Uma chuva de barras flexíveis, amarelas, longas e finas está suspensa no ar. Ao caminhar entre elas, essas estruturas pousam sobre quem passa, como se fossem tentáculos —e só se desprendem com o avançar do corpo. Parecem ter a intenção de separar quem entra do mundo externo ou, como seu criador definiu, permitir um "espaço-tempo completamente pleno".
Essa é "Penetrável", uma das obras do venezuelano Jesús Rafael Soto presente na exposição individual "Jesús Soto - Cor, Forma, Vibração", inaugurada neste sábado, na galeria Dan, em comemoração dos cem anos do nascimento do artista.
Depois de estudar as sínteses estéticas de Piet Mondrian e conceitos físicos de cinética, Soto tomou para si o desafio de conferir movimento à arte abstrata. Foi assim que iniciou a fazer esculturas baseadas na sobreposição e repetição de estruturas, criando a ilusão de movimento e desafiando as noções de espaço.
Em "Espiral con Amarillo", uma estrutura amarela cheia de curvas e fabricada em metal parece se fundir a um fundo de linhas, criando uma sensação de desmaterialização do objeto —independente de quão fixamente tentamos observar.
"É neste momento singular de diálogo em que a experiência entre o espectador e a obra permite a multiplicação infinita de pontos de vista", afirma o curador da mostra, Franck James Marlot.
Soto priorizou o uso de materiais como aço, alumínio, nylon, PVC e acrílico na elaboração de seus trabalhos, como é possível perceber nas 30 obras expostas em São Paulo —todas criadas entre 1960 e 2000 e trazidas da França, onde fica o ateliê do artista.
O conceito de "penetráveis" foi amplamente usado por Hélio Oiticica para se referir a instalações artísticas nas quais o público pode, de alguma forma, adentrar nas obras. Não por acaso, Soto teve contato direto com o efervescente círculo artístico brasileiro das décadas de 1950 e 1960, fortemente concretista.
Poucos anos antes, o venezuelano participara intensamente do Salon des Réalités Nouvelles, em Paris, que agitava as criações em torno da arte abstrata. Foi nesse momento que galerias europeias, como a Signal, em Londres, começaram a se interessar pelos artistas latino-americanos e Soto expôs junto de Lygia Clark, Sérgio Camargo e Mira Schendel –com quem conviveu também em suas passagens pelas bienais paulistanas em 1956, 1959 e 1963.

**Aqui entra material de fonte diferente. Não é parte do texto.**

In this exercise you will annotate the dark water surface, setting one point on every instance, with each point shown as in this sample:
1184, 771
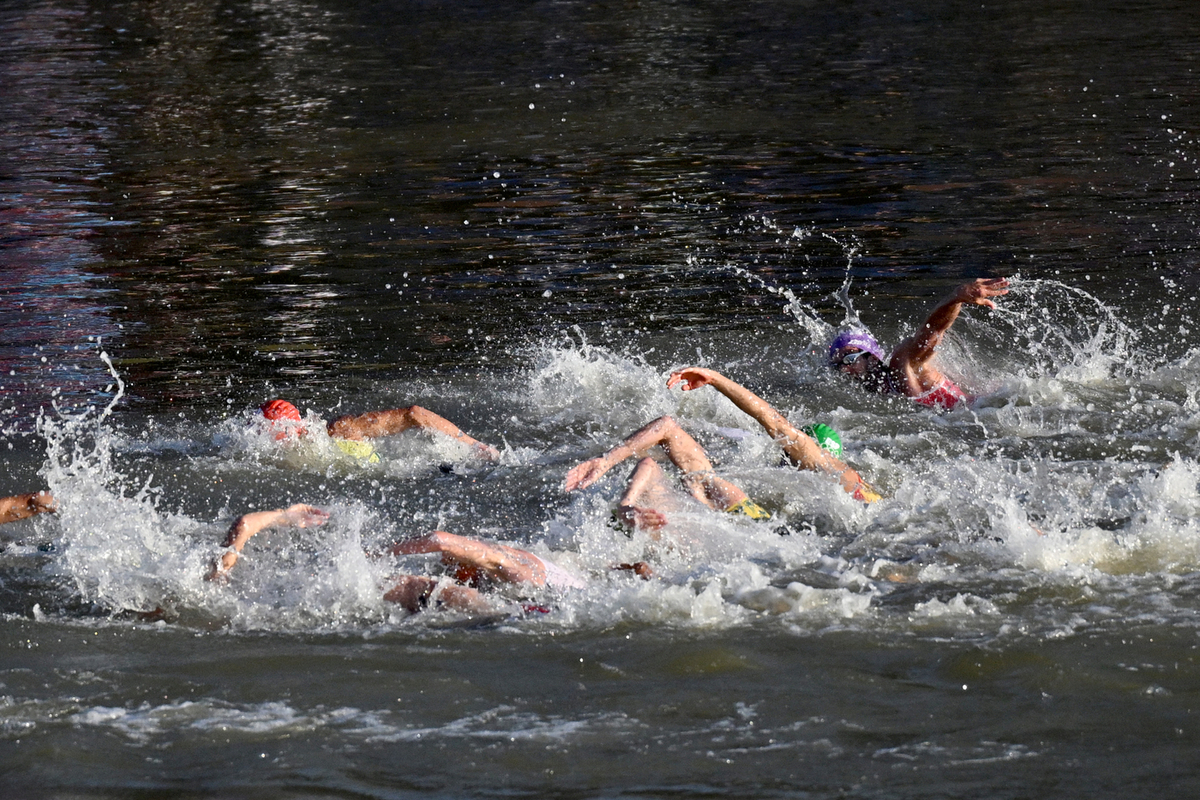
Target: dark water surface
525, 216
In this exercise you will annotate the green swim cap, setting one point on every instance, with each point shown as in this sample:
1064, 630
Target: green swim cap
826, 437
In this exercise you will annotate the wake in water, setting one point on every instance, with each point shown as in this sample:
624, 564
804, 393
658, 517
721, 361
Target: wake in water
1075, 465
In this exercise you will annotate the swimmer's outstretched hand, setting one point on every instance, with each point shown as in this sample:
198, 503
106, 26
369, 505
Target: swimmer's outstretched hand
588, 473
641, 517
304, 516
487, 452
691, 378
978, 292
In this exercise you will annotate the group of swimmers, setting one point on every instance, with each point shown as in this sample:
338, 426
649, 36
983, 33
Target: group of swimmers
910, 371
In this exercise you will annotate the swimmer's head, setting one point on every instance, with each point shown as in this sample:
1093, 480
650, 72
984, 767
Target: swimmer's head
853, 340
282, 415
826, 437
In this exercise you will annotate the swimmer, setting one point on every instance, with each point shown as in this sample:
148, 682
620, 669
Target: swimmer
352, 434
647, 491
911, 370
22, 506
477, 563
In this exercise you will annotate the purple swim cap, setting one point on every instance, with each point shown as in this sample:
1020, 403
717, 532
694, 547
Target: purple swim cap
862, 340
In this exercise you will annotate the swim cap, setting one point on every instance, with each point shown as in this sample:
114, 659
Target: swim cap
280, 409
826, 437
862, 340
281, 414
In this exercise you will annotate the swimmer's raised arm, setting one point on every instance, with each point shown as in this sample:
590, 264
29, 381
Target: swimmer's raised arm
801, 447
919, 347
246, 525
384, 423
22, 506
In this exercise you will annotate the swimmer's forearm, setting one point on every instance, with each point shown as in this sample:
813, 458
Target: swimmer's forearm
773, 422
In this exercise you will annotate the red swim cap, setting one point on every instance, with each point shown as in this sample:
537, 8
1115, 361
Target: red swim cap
280, 409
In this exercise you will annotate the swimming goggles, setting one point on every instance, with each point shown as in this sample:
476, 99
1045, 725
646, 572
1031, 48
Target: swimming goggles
850, 358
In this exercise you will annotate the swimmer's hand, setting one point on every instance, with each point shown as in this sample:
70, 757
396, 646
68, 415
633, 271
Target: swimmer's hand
691, 378
42, 503
864, 493
641, 517
486, 452
588, 473
978, 292
304, 516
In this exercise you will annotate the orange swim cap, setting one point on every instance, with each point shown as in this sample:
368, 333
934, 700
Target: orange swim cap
280, 409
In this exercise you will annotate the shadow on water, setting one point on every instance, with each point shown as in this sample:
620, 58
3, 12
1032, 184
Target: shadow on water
525, 216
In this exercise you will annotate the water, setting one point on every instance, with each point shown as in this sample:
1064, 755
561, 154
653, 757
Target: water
525, 217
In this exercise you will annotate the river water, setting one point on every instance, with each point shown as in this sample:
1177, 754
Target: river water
525, 216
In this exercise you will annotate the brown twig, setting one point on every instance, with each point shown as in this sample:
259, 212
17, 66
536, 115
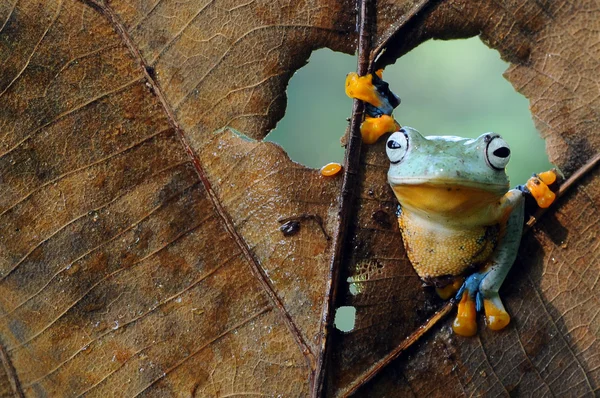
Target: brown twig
403, 346
417, 7
350, 181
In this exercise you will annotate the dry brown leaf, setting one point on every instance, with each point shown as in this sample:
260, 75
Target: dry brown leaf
140, 250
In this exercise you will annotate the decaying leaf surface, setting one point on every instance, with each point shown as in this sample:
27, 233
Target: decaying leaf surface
140, 250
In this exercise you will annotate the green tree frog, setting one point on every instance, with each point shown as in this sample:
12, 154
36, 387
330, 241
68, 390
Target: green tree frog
458, 217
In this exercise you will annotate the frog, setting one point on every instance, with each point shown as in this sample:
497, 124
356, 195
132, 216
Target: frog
461, 224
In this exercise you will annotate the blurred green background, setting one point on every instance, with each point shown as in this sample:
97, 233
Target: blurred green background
447, 88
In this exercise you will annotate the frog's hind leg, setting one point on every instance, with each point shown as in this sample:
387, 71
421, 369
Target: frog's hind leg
480, 290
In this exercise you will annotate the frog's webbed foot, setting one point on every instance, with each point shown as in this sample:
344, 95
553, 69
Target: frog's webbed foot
476, 295
380, 103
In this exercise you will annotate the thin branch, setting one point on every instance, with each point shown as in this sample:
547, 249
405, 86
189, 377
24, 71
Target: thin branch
403, 346
417, 7
347, 198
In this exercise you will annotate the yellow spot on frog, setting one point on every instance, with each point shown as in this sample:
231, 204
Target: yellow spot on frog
465, 323
496, 318
361, 87
538, 187
331, 169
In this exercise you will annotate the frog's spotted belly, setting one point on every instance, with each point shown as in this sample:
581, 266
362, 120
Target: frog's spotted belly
435, 250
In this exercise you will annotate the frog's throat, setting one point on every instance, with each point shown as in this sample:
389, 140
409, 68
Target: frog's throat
499, 189
456, 203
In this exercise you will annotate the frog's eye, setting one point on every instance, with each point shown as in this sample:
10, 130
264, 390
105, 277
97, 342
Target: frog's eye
497, 153
397, 146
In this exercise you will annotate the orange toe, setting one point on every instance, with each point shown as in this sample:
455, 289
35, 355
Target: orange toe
465, 323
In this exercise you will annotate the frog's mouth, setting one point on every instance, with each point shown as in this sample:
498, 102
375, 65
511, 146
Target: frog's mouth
444, 197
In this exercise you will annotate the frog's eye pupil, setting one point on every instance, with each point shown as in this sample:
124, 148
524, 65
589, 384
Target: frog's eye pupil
502, 152
397, 146
497, 153
394, 144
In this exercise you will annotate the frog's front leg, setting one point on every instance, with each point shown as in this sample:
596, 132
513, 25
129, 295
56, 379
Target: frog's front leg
480, 290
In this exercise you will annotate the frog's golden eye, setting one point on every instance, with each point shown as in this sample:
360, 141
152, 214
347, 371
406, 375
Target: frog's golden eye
497, 153
397, 146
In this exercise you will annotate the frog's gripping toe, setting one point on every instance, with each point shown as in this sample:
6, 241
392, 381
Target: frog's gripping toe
472, 301
542, 188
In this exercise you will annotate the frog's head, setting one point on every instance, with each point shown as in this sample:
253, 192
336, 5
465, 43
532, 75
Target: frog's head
446, 165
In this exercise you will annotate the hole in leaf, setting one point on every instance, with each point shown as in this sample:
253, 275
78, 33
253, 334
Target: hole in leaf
317, 109
456, 88
447, 88
345, 318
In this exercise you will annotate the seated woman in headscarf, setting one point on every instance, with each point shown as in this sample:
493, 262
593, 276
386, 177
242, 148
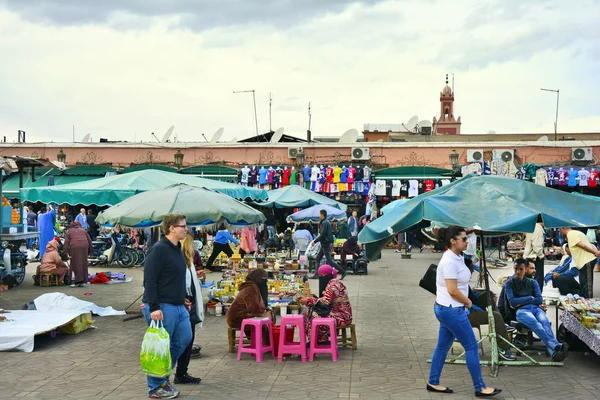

Soto era também violonista e apaixonado por música. Certa vez, durante sua estada na cidade para participar da Bienal de São Paulo, o artista chegou a tocar no bar que ficava em frente à pousada onde estava hospedado.
"Quando seu dinheiro acabou, os músicos do local, com quem ele tinha feito amizade, o convidaram para se hospedar em suas casas" conta Flávio Cohn, diretor da Dan. Em 2002, Cohn organizaria a primeira individual de Soto no Brasil.
Foi por meio do estudo de ritmo e composição musical que o venezuelano conseguiu criar a relação entre linhas em suas esculturas, responsáveis pela sensação de movimento. Exemplos são as obras "La Cajita de Villanueva" e "Espiral Double", ambas de 1955.
No momento em que o observador se move, a sobreposição de dois planos com linhas repetidas e dispostos paralelamente fazem a escultura "vibrar", e já não é possível separar seus elementos visuais. Conhecido como "efeito de moiré", esse fenômeno permite a sensação de movimento rotativo rápido da espiral, sem uso de motorização ou eletricidade.
Apesar de sua aproximação com a arte óptica e cinética, que no Brasil teve Almir Mavignier como expoente, Soto recusou o convite para participar da exposição "Responsive Eye", no MoMA, em Nova York, em 1965. Segundo Cohn, o artista acreditava que seu trabalho, especialmente escultural, não se caracterizava como arte óptica –mas tentava ir além.
"A tridimensionalidade faz dele pioneiro na combinação de arte óptica e cinética", argumenta. Até sua morte, em 2005, Soto expôs em diversos museus e galerias de arte contemporânea pelo mundo; a obra "Penetrável" está no acervo do Pompidou, em Paris.